Privacy Notice for Job Applicants
Thank you for your interest in working with us.
In applying for a job with us you are providing us with personal information (personal data). Under data protection law, we are obliged to tell you certain things as set out below.
Who is the data controller?
The data controller is Youth Community Support Agency (YCSA). If you have any questions or concerns about your rights or how we use your data you should contact Fariha Thomas, YCSA Manager, firstname.lastname@example.org
What data are we collecting?
The organisation collects a range of information about you. This includes:
- your name, address and contact details, including email address and telephone number;
- details of your qualifications, skills, experience and employment history;
- information about your current level of remuneration, including in some circumstances benefit entitlements;
- whether or not you have a disability for which the organisation needs to make reasonable adjustments during the recruitment process;
- information about your entitlement to work in the UK; and
- equal opportunities monitoring information, including information about your ethnic origin, sexual orientation, health, and religion or belief.
The organisation collects this information in a variety of ways. For example, data might be contained in application forms, CVs or resumes, obtained from your passport or other identity documents, or collected through interviews or other forms of assessment.
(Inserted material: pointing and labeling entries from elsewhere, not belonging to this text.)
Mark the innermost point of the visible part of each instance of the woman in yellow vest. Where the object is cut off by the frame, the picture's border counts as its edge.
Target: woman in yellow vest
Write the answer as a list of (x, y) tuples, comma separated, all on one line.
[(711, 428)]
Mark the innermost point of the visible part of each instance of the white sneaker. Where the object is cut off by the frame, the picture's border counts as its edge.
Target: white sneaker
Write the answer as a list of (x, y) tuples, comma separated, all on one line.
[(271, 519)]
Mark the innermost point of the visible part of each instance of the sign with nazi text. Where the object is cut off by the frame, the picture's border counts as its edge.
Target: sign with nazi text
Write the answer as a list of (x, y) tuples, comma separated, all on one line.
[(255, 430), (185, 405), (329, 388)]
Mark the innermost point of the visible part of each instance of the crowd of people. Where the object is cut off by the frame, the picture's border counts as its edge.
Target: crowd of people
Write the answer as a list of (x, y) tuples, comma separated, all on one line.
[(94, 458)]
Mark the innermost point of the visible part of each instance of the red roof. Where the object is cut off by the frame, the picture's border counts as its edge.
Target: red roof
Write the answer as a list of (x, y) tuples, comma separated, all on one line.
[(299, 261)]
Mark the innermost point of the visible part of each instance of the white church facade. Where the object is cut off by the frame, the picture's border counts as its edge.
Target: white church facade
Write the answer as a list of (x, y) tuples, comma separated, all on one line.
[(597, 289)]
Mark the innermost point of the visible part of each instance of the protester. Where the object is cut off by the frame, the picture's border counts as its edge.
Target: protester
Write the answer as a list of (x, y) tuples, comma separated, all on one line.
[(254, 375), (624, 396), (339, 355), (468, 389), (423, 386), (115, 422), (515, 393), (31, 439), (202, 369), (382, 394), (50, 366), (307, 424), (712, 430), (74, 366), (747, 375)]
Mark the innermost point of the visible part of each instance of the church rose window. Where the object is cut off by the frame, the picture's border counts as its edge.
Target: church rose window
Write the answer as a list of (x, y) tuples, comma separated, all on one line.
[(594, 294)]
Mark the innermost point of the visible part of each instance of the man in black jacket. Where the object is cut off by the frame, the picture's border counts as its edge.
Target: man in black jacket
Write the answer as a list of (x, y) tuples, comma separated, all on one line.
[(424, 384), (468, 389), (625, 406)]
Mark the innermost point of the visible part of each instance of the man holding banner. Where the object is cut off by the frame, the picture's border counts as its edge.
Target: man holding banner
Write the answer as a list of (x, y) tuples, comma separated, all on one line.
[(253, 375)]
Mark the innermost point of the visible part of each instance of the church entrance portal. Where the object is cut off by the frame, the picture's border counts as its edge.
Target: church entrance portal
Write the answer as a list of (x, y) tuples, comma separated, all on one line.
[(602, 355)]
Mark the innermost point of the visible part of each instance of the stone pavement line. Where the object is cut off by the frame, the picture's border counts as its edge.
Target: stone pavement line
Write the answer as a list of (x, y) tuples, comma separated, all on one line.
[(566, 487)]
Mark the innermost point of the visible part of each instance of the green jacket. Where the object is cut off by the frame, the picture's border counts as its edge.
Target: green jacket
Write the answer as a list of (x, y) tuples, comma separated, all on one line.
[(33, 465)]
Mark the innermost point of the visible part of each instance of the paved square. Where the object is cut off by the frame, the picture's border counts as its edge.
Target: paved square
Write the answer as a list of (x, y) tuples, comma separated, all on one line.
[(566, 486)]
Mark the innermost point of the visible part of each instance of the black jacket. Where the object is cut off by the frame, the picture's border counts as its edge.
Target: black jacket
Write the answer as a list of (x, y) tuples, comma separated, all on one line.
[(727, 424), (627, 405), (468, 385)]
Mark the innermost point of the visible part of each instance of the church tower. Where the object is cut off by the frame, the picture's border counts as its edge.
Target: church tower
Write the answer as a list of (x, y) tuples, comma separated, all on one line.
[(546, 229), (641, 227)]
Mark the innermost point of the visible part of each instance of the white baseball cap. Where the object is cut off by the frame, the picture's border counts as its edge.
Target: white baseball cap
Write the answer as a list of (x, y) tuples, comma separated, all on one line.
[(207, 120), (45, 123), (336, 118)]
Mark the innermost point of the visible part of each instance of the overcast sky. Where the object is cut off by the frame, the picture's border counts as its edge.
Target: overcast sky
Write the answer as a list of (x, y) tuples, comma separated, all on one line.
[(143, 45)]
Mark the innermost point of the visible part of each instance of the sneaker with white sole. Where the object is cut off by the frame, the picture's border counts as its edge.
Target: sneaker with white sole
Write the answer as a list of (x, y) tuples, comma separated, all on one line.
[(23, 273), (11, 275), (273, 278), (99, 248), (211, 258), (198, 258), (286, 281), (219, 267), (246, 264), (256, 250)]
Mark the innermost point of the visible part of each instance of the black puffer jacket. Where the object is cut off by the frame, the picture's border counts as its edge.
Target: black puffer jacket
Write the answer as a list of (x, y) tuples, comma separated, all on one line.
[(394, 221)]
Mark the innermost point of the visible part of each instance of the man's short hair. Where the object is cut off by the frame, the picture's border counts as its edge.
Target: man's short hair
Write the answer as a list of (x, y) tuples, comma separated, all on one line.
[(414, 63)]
The organisation will also collect personal data about you from third parties, such as references supplied by former employers and information from criminal records checks. The organisation will seek information from third parties only once a job offer to you has been made and will inform you that it is doing so.
Why are you collecting my data?
The legal grounds for collecting and processing your personal data are that it is ‘in the legitimate interests of the employer’, in order to select and appoint people to fill vacant roles. It is also necessary for ‘the performance of a contract’ in the event that you are successful in your application. The organisation may also need to process data from job applicants to respond to and defend against legal claims.
In some cases, the organisation needs to process data to ensure that it is complying with its legal obligations. For example, it is required to check a successful applicant’s eligibility to work in the UK before employment starts.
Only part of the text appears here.